A public-private coalition plans to tackle food insecurity in the metro by looking beyond food as the only solution.
The philanthropic organization United Way of the Midlands announced Monday it's launching a community-wide initiative to address those currently dealing with food insecurity while also fighting conditions leading to the trend.
"It doesn't necessarily mean that bellies are growling," said Mariel Harding, director of community impact for health and food security at the organization. "But it means that people don't have a reliable supply. They aren't sure they're going to have enough food to make it through the end of the month."

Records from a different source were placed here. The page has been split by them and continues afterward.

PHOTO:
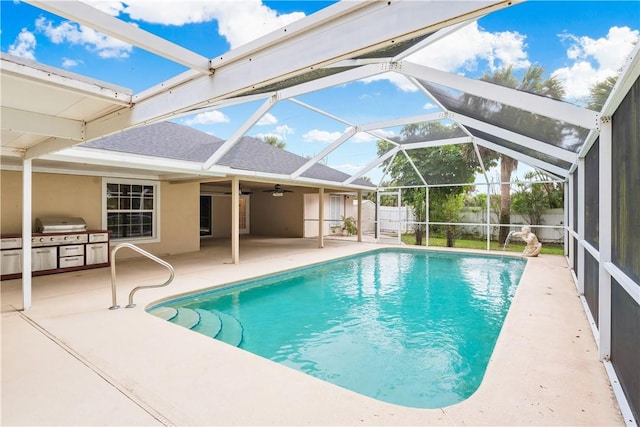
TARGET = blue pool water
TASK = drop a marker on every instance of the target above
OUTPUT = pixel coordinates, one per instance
(410, 327)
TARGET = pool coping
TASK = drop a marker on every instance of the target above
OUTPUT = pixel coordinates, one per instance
(544, 369)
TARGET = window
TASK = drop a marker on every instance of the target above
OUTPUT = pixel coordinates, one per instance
(334, 210)
(131, 209)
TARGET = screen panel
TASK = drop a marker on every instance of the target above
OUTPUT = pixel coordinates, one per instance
(625, 171)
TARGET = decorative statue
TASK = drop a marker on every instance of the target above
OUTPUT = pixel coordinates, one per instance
(533, 246)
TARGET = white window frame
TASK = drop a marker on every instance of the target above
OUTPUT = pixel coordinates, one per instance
(335, 206)
(156, 209)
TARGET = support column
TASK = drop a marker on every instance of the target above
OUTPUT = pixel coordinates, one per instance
(572, 226)
(567, 235)
(426, 215)
(581, 225)
(488, 216)
(359, 215)
(604, 234)
(235, 220)
(321, 217)
(27, 192)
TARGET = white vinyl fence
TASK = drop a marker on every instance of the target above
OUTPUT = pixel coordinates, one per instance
(393, 219)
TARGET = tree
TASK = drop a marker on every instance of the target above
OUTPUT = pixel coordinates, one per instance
(445, 164)
(600, 93)
(512, 118)
(273, 140)
(533, 198)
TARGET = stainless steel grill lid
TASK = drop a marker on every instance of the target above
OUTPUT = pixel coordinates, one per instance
(60, 225)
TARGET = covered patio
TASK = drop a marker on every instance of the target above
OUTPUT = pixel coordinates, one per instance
(567, 354)
(127, 367)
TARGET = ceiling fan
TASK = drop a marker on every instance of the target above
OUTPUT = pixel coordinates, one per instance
(241, 191)
(277, 191)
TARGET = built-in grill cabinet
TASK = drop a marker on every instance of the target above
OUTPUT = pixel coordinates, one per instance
(56, 251)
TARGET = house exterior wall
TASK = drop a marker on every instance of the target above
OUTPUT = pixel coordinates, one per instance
(54, 195)
(277, 216)
(221, 217)
(311, 202)
(74, 195)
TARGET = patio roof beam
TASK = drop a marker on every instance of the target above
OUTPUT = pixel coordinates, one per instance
(526, 101)
(43, 75)
(103, 22)
(41, 124)
(239, 133)
(516, 138)
(309, 44)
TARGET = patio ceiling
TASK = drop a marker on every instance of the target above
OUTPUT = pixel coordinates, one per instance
(47, 112)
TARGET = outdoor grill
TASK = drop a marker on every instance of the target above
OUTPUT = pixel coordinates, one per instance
(60, 225)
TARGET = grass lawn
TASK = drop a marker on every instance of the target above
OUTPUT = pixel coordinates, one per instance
(547, 248)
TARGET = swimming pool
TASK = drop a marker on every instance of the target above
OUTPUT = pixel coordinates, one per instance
(410, 327)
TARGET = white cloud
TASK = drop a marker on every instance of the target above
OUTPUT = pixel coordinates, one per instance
(398, 80)
(317, 135)
(285, 130)
(366, 137)
(347, 167)
(70, 63)
(24, 46)
(471, 44)
(112, 7)
(463, 51)
(238, 21)
(207, 118)
(68, 32)
(281, 133)
(267, 119)
(594, 59)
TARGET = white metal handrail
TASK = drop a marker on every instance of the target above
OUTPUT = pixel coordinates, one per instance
(137, 288)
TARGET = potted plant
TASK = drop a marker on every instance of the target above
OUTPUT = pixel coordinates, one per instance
(349, 225)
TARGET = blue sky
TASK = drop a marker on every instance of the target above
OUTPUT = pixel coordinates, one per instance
(579, 42)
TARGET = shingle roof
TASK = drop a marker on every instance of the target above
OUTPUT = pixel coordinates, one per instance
(175, 141)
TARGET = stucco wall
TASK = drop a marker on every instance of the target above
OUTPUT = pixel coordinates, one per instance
(53, 195)
(277, 216)
(347, 208)
(221, 216)
(72, 195)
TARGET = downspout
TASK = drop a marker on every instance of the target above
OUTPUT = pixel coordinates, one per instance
(27, 193)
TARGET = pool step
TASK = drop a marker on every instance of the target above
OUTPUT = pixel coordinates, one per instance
(186, 317)
(215, 324)
(165, 313)
(210, 323)
(231, 331)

The coalition launched "Healthy Food for All - A Community Food Security Plan," which is co-led by Douglas County Health Department, Food Bank for the Heartland and No More Empty Pots with dozens of partners joining the effort.
The plan targets the counties of Douglas, Sarpy and Pottawattamie.
Serving as the facilitator, United Way of the Midlands reveals nearly 101,000 people do not consistently know where their next meal will come from in the Omaha-Council Bluffs area.
It also reports pockets of high food insecurity rates in portions of Pottawattamie County and in Omaha with areas in the northwest, northeast and southeast.
The overall objective is for the partners to identify the underlying conditions leading to food insecurity including housing, employment and transportation while also bridging access to quality, affordable healthy foods.